Horror is often thought of as a boys’ club. The slasher genre is dominated by guys like Jason, Freddy, Michael Myers and Leatherface. Women tend to fill the role of victim or heroine, often taking on the part of a villainous side-character, as in Rob Zombie’s House of 1,000 Corpses and The Devil’s Rejects. Far too often, in the realm of horror, women get to be terrorized, but they don’t get to terrify.
Luckily, there are quite a few movies that go against this notion. Films that aren’t afraid to make a woman the antagonist. Sometimes they’re even the protagonists, too. There’s a distinction, of course, between protagonist and hero.
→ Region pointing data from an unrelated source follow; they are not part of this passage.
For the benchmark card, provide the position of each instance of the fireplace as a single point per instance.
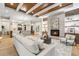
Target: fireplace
(54, 32)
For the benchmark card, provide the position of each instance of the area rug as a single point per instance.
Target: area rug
(61, 49)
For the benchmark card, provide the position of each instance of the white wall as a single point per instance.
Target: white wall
(5, 23)
(72, 23)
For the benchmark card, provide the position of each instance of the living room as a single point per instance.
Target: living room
(39, 29)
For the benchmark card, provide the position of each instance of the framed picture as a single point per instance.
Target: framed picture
(71, 30)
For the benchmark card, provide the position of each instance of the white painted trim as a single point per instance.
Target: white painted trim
(44, 10)
(34, 7)
(19, 6)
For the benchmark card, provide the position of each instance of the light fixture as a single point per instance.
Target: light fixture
(60, 5)
(32, 12)
(11, 3)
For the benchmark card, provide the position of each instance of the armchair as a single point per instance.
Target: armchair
(69, 39)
Henry in Henry: Portrait of a Serial Killer is the protagonist of that feature, but certainly not the hero.
The problem many foresee with turning female characters into killers is that they mistakenly view it as vilifying the entire gender, when that’s simply not the case. Turning women into killers in horror movies can actually be incredibly satisfying, even as gender representation. It’s fun to switch the idea of “woman = victim” up a bit.
Here are some features that did so very well:
Mary Mason in American Mary
Mary doesn’t start out as a killer—most characters don’t. At the beginning, she’s just a girl trying to pay her way through med school. She’d be more than happy to keep doing back alley body-mod surgeries in a judgment free zone if it weren’t for the situation that turns American Mary into a rape/revenge flick. She’s not evil. She’s just the last person on the planet you want to mess with—as she proves in incredibly brutal ways.
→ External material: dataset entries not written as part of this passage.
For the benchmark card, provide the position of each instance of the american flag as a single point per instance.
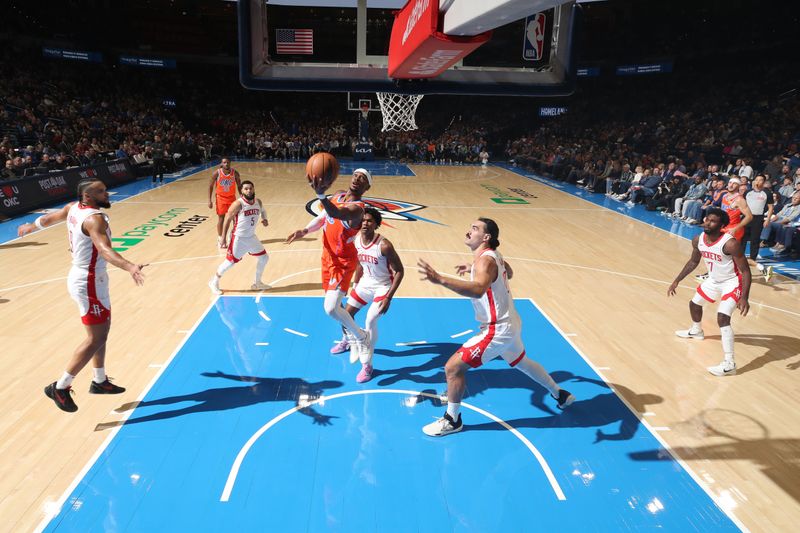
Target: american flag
(295, 41)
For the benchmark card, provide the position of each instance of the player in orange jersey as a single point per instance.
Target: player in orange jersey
(341, 223)
(739, 213)
(222, 182)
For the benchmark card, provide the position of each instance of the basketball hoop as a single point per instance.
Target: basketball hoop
(398, 111)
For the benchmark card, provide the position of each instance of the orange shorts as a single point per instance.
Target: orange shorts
(337, 275)
(223, 204)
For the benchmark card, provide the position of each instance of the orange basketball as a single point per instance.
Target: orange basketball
(322, 170)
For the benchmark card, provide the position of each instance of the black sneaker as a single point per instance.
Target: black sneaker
(105, 387)
(61, 397)
(443, 426)
(564, 398)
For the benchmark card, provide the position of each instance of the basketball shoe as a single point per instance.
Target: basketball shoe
(768, 274)
(105, 387)
(725, 368)
(365, 374)
(565, 398)
(341, 346)
(61, 397)
(443, 426)
(689, 334)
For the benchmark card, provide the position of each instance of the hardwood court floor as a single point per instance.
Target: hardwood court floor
(601, 277)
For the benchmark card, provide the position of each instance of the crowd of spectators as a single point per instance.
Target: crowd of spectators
(678, 154)
(674, 154)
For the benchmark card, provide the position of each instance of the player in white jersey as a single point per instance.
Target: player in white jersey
(501, 328)
(728, 280)
(90, 244)
(244, 213)
(375, 282)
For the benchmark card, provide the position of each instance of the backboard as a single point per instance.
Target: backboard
(342, 46)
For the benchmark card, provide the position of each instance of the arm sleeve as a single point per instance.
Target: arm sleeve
(316, 224)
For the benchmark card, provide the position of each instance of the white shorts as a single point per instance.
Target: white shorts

Asami is an incredibly sympathetic character once you get an idea of what’s going on with her. The slow burn of Audition is one of the best things about it because this film gets more and more unsettling with each passing second. This girl goes above and beyond to prove herself as perfect wife material and to set herself up with her ideal guy. The things she does are brutal, but she does them simply because she doesn’t want to be alone.
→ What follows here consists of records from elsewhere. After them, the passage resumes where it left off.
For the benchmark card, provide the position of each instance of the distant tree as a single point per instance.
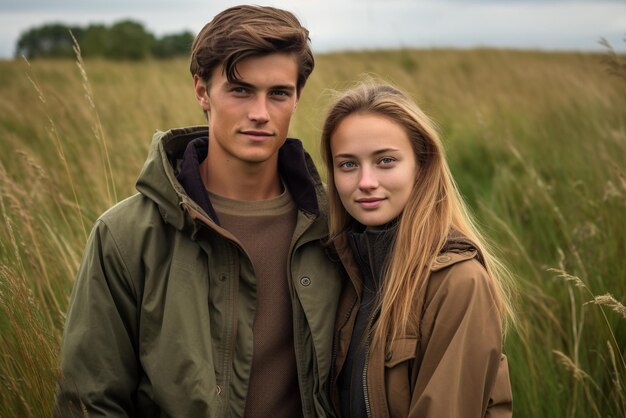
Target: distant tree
(50, 40)
(125, 39)
(173, 45)
(129, 40)
(95, 41)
Julia Cotton in Hellraiser
People tend to forget just how much of a female-driven narrative Hellraiser really is. Both the antagonist and protagonist of the story are women. Kirsty is a very realistic, resourceful heroine and Julia comes into her own as a great villain. In the original, the Cenobites are just a Greek Chorus–it’s Julia who’s driving the plot forward, killing men to feed to her newly resurrected lover. And Clare Higgins gives a great, dark, layered performance in both this and its sequel.
Marie in High Tension
Spoiler alert, first of all, although the movie is thirteen years old at this point. Marie is a great killer in this terrific throwback to ‘70s grindhouse flicks that also happened to pave the way forward for the New French Extremity movement. Many people hate the twist because it’s seen to be impossible, but that’s entirely missing the point. Marie is our unreliable narrator, we’re seeing the movie the way she remembers it, which is even spelled out for us with a framing device at the beginning and end.
Jennifer Hills in I Spit On Your Grave
Jennifer is a killer, yes, but there’s never a moment when she’s not the hero of the story. She’s inverting the formula of a slasher, in many ways, by picking off men one by one. She gets them alone and dispatches them in increasingly brutal ways. And it all feels deserved after she’s subjected to one of the most violent, disturbing rape scenes in the history of cinema.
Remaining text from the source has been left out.